事業モデル

同社は業務用食品の卸売を行う「外商事業」、直営店舗を展開する「アミカ事業」、および水産品の卸売を行う「水産品事業」の3軸で構成されています。外商事業では東海から関東、関西までをカバーし、ホテルやレストラン等の幅広い業態へ向けた提案型営業を展開しています。

アミカ事業は、愛知県や岐阜県を中心とした地域でのドミナント展開に加え、近隣の1都7県で52店舗を運営するキャッシュアンドキャリー形式の小売事業です。水産品事業では、特定の海産物を中心に食品メーカーや卸売会社への供給を行っており、各事業が連携して商品ラインナップの強化を図っています。

KPI

同社は経営指標として「売上高経常利益率」を重視しており、継続的な収益力の改善を測定するための重要な指標として位置づけています。具体的には、売上高経常利益率3%以上の達成を目標として掲げています。

この目標に向け、外商事業では提案型営業の強化や人件費・物流費の抑制によるコスト削減に取り組んでいます。アミカ事業においても、店舗運営の生産性向上や効率的な配送体制の構築を通じて、販売管理費の抑制と収益性の確保を目指しています。

成長ドライバー

成長の柱として、プライベートブランド(PB)商品の展開強化が挙げられます。外商・アミカの両事業において、「O!Marche」や「プロの選択」、共同オリジナルブランド「JFDA」などの販売を推進しています。
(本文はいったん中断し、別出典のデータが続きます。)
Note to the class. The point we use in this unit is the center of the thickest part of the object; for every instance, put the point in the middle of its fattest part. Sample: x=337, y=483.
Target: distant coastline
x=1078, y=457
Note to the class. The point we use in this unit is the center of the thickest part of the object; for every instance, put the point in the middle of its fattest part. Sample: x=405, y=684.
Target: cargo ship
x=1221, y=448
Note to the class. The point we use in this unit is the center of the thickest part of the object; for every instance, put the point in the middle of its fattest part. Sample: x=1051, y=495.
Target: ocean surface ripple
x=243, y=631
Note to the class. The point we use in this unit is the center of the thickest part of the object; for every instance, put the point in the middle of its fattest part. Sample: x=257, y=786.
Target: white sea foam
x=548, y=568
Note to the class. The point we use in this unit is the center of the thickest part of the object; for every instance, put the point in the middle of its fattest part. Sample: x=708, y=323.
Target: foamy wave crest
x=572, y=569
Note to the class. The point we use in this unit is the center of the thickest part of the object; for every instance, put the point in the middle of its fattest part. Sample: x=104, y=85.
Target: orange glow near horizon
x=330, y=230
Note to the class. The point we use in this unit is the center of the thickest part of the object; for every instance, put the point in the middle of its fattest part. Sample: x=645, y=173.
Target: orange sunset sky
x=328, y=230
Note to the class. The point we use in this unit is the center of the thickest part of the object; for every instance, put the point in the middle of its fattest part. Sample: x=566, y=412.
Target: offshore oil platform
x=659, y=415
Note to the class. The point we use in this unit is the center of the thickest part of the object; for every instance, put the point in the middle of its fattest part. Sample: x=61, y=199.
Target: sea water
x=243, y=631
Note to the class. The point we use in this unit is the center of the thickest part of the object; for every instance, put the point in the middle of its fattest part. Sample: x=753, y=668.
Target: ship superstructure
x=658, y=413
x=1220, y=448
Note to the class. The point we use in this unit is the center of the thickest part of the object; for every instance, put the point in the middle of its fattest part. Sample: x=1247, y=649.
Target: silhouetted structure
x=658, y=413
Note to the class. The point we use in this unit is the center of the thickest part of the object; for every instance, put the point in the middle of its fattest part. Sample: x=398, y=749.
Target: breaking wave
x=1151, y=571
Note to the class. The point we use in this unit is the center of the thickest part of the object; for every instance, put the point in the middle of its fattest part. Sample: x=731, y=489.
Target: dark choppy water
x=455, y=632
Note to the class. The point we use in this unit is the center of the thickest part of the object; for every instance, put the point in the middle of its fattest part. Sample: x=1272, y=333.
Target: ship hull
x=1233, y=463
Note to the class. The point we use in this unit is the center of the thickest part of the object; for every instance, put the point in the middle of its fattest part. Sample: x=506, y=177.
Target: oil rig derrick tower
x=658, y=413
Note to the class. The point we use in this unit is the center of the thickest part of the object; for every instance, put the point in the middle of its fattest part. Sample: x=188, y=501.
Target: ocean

また、人材育成による提案力の向上や、水産品事業における輸出販売の推進も成長に向けた重要な施策です。アミカ事業では新規店舗の継続的な出店に加え、SNSを活用した販促活動や品揃えの充実により、客数の増加とブランド力の強化を図っています。

リスク

食品の安全性に関するリスクとして、賞味期限管理や衛生管理の徹底、製造委託工場の定期的なチェック体制を構築しています。また、鳥インフルエンザ等の予期せぬ事態による調達への影響にも備える体制を整えています。

外部環境要因としては、円安による輸入コストの上昇や、エネルギー価格・人件費高騰に伴う光熱費および物流コストの増大が挙げられます。これに対し、LED照明への切替や配送ルートの見直しなど、コスト上昇を抑制するための具体的な対策を実施しています。

競合

同社は業務用食品卸売という広範な市場において、独自の強みを持つプライベートブランドを展開することで差別化を図っています。特にアミカ事業では、地域密着型の店舗展開と幅広い顧客層への訴求により、競合との差異化を追求しています。

水産品事業においては、専門性の高い商品ラインナップの強化や他事業との連携によるシナジー創出を目指しています。これらの取り組みを通じて、食の安全・安心に対する社会的な要求に応えつつ、独自のポジションを確立する方針です。

バリュエーション

2026年8月4日時点の市場データにおいて、同社の株価は579円となっています。この時点での時価総額は約82.9億円と算出されています。

同社のPERは147.09倍、PBRは1.33倍となっており、配当利回りは2.58%を記録しています。これらの数値に基づき、現在の市場における評価水準が示されています。